During the contribution’s session, the mushroom family never gave a lot. They were just two spore.
My pet cow thinks she produces almond milk. She must be nuts.
Q: What did the old orange see before it died?
A: The grim ripe-r.
Which ancient Greek Philosopher had a foot fetish?
Play-toe.
Or was it Sock-rates?
What do you call a thirsty bee?
Beehydrated
Why did the cheese lover hide cheese in the back of his fridge?
In queso emergency.
Doctor: Are you aware of your sodium intake?
Me: Na.
Q: Why did the cherry stop in the middle of the road?
A: It ran out of juice.
What did one blade of grass say to another about the lack of rain?
I guess we'll just have to make dew.
Why are tigers said to be religious? Because they frequently prey with all their family members.
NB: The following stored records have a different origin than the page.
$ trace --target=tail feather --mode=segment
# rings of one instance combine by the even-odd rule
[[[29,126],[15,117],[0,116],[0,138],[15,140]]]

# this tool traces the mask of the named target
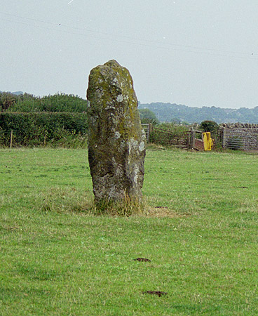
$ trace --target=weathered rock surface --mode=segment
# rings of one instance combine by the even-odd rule
[[[140,198],[145,133],[128,70],[116,60],[93,68],[87,90],[88,159],[95,200]]]

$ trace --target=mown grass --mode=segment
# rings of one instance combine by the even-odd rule
[[[86,150],[0,150],[0,315],[257,315],[257,156],[145,168],[149,215],[97,216]]]

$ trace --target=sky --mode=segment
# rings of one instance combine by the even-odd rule
[[[258,106],[257,0],[1,0],[0,91],[86,98],[128,68],[141,103]]]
Who’s a llama’s favorite composer?
Wolfgang Llamadeus Mozart.
It was so hot that the bee's perm had become extremely unmanageable, so she turned into a frizzbee.
Why do people wear shamrocks on St. Patrick's Day?
Real rocks are too heavy.
What do you call a dinosaur with a extensive vocabulary? a thesaurus.
Two tiny tigers take two taxis to town.
When I play my violin it always sounds like it's crying
It's must be too highly strung
German Wi-Fi is the WURST.
There was a flamingo in our garden for such a long time, we started calling it a flaminstay.
Did you hear about the law firm with the most intimidating lawyers?
It’s filled with liti-gators.
How do llamas say “Merry Christmas” in Spanish?
Fleece Navidad.
What did the monster say when he saw a rush hour train full of passengers? Oh good! A chew chew train!
The frequency of bad physics puns on this category...

It hertz.
When can a pizza marry a hot dog? After a very frank relationship.
I’ve decided to name my son Mark.
That way, when I die, I’ll be able to say I left a mark on this world.
Where do you find giant snails? At the end of giants fingers!
The phone rings, and a crow picks it only to find out it’s for her husband. She then says: "Hey John, you have a phone caw."
What squeaks as it solves crimes?
Miami mice!
Have you guys tried kangaroo beer?
It’s a little hoppy.
How do you get a Minecraft themed party started? Let them eat cake.
What day to eggs hate the most?
Fry-day.
I was painting my room with my brother...
When I realised. He's not a very good brush.
Sasquatch often gets mistaken for Bigfoot.
Yeti never complains.
I have bean
thinking about you.
How did the struggling leaf get the job? He got the right qua-leaf-ications.